Aslında insanların Allah’tan başka bir puta tapmasının asıl nedeni; kendi nefsini ilâh edinmesidir. Bugünkü müşriklerle, Peygamberimiz zamanındaki müşrikler arasında fark yoktur. Müşriğin mantığı her devirde aynıdır. Bu mantık, Allah’ı yeryüzüne karıştırmama, yeryüzünde ilâh olarak kendini tanımadır. İşte şirkin aslı budur. Zamanımızda da insanlar her ne kadar kâinatı yaratanın, yağmuru yağdıranın, öldüren ve diriltenin Allah olduğunu kabul etseler de,  O’nun  tasarruflarında  ortak  anıyorlar, dünya ile ilgili işlerde Allah’ın belittiğinin aksine hükümler koyuyorlar. İşte günümüzde şirkin aldığı görünüm budur.        
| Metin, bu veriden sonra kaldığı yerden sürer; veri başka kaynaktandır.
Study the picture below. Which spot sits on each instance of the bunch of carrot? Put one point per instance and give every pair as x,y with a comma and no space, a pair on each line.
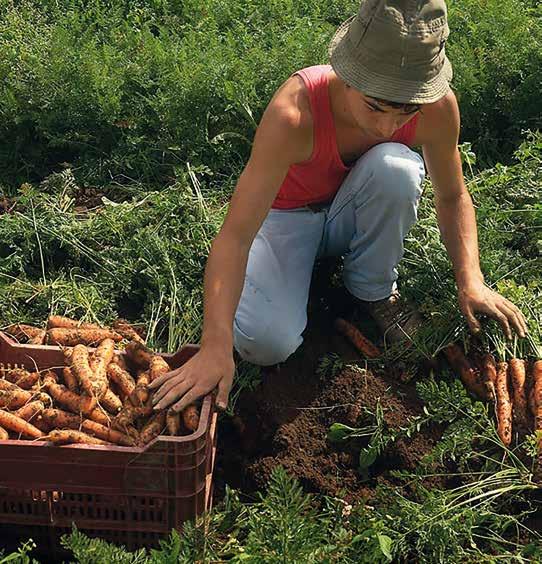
98,397
70,332
514,386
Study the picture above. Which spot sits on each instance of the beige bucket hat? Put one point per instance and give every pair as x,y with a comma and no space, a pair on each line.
394,50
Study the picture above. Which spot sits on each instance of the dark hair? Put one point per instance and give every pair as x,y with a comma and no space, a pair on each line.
397,105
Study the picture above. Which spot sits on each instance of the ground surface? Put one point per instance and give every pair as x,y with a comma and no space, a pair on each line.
286,419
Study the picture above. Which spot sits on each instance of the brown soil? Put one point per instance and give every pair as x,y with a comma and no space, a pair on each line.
285,422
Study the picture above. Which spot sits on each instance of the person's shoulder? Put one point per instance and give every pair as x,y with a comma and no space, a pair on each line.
290,106
287,121
439,121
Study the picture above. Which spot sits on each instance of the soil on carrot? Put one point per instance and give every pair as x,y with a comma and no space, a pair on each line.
286,420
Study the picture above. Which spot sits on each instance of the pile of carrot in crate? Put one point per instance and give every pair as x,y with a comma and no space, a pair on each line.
98,397
513,385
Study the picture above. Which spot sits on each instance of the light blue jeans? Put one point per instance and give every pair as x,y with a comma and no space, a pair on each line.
366,224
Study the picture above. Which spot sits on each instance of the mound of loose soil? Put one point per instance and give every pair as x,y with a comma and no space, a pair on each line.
285,421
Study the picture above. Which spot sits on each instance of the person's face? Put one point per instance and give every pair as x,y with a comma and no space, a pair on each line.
376,118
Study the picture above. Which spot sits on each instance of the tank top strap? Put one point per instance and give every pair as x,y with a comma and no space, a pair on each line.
316,81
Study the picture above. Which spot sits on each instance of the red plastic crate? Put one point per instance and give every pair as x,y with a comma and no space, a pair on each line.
125,495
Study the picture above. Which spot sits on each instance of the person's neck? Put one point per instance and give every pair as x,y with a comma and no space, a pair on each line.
339,105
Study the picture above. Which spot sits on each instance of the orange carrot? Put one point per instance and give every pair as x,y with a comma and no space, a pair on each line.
100,416
127,330
80,366
157,367
519,400
354,335
469,375
120,360
504,405
11,396
138,354
69,436
111,402
23,332
41,424
173,422
489,375
61,419
30,410
72,337
99,363
140,395
61,322
21,377
121,378
191,418
128,416
16,424
70,380
74,402
153,428
38,339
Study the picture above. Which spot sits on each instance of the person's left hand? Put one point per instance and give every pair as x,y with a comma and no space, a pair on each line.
478,298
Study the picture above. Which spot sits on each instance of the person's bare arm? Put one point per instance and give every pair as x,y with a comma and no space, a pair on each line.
457,221
281,139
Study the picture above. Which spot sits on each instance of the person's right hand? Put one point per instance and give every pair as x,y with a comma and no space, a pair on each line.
207,369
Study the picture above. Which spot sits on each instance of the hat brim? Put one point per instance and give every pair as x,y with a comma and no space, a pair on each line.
376,85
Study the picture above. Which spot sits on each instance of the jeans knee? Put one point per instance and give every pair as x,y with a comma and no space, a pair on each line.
264,346
398,171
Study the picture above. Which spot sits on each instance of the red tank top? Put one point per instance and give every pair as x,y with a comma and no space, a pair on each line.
318,179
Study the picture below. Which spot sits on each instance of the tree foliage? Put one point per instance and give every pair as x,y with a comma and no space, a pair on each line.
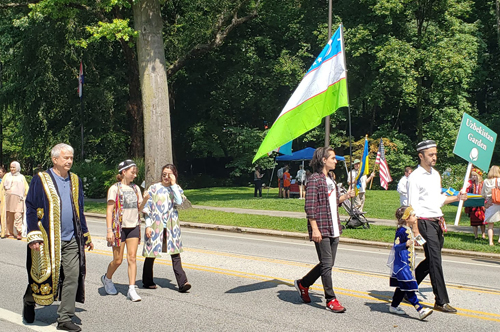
414,68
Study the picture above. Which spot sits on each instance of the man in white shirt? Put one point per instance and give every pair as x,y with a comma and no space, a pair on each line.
402,187
424,195
359,200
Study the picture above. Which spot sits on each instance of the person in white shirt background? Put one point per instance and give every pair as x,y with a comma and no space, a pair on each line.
402,187
359,200
424,195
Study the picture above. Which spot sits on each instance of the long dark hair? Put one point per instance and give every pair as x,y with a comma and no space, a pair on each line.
317,161
171,167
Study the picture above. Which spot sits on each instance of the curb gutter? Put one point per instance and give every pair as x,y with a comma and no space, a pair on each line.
304,236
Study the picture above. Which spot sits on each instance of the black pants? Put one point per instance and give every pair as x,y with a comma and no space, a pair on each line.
258,187
399,295
432,264
147,271
327,250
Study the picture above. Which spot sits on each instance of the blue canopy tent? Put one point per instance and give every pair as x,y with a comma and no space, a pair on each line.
301,155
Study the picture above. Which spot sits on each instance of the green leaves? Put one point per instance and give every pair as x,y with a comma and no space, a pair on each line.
115,30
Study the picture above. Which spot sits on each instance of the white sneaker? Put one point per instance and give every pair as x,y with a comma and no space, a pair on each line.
109,287
422,314
132,295
397,310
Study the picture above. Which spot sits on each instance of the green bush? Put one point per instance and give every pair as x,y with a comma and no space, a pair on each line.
96,178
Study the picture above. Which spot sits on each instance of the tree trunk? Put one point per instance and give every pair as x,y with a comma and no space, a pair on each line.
154,87
497,12
134,104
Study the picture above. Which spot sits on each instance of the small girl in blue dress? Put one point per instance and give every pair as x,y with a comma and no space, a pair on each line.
402,263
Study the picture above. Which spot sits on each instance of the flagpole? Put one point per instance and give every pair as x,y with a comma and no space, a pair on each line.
81,122
327,118
348,105
81,82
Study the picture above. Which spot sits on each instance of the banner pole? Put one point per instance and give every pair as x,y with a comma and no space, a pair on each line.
461,203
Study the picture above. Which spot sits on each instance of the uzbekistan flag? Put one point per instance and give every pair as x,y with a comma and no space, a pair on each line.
320,93
80,81
363,166
385,175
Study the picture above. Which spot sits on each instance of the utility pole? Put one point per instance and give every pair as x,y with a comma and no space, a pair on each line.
1,117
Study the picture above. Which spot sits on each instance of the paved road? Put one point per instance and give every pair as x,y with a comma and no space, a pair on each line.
244,282
302,215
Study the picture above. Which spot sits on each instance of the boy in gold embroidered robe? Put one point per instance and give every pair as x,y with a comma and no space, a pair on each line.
57,237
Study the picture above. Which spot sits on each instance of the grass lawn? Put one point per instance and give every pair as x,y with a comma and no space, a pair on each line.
380,204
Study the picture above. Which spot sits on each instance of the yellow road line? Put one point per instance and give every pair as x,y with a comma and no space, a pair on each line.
343,291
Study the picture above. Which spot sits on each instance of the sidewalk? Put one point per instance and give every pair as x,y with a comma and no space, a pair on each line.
305,236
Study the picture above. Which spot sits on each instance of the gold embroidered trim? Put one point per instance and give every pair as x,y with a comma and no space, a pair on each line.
39,213
43,299
34,288
54,226
87,237
40,260
34,236
75,189
45,289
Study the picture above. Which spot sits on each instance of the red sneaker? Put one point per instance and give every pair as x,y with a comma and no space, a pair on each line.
303,291
335,306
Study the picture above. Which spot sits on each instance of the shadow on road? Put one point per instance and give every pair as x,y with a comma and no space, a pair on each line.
48,314
258,286
291,296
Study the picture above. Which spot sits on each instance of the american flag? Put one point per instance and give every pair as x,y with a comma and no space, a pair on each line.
385,175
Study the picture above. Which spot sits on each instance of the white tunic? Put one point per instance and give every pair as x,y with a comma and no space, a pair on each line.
424,193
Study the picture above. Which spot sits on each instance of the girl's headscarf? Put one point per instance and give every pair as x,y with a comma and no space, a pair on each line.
18,168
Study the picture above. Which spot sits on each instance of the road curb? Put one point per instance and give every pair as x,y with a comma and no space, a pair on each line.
303,236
Tekrra edelim: Put, kişinin Allah’ın dışında hayatının amacı kıldığı maddî-mânevî her şeydir ve putları bu yönleriyle hayatın amacı kılmak da şirktir. Put sadece tapılan bir takım nesneler değildir. Eğer hayatın amacı haline gelir ve insanı Allah’a isyana sevkederse, yerine göre  makam, para, kadın veya insanlar için değerli herhangi bir şey insanlar için put olabilir.   

Kur’ân-ı Kerimin birçok âyetinde Allah Teâlâ, insanları şirke düşmemeleri hususunda uyarır.“O ancak tek bir ilâhtır. Doğrusu ben O’na ortak koşmanızdan masumum, de.” (6/En’âm, 19)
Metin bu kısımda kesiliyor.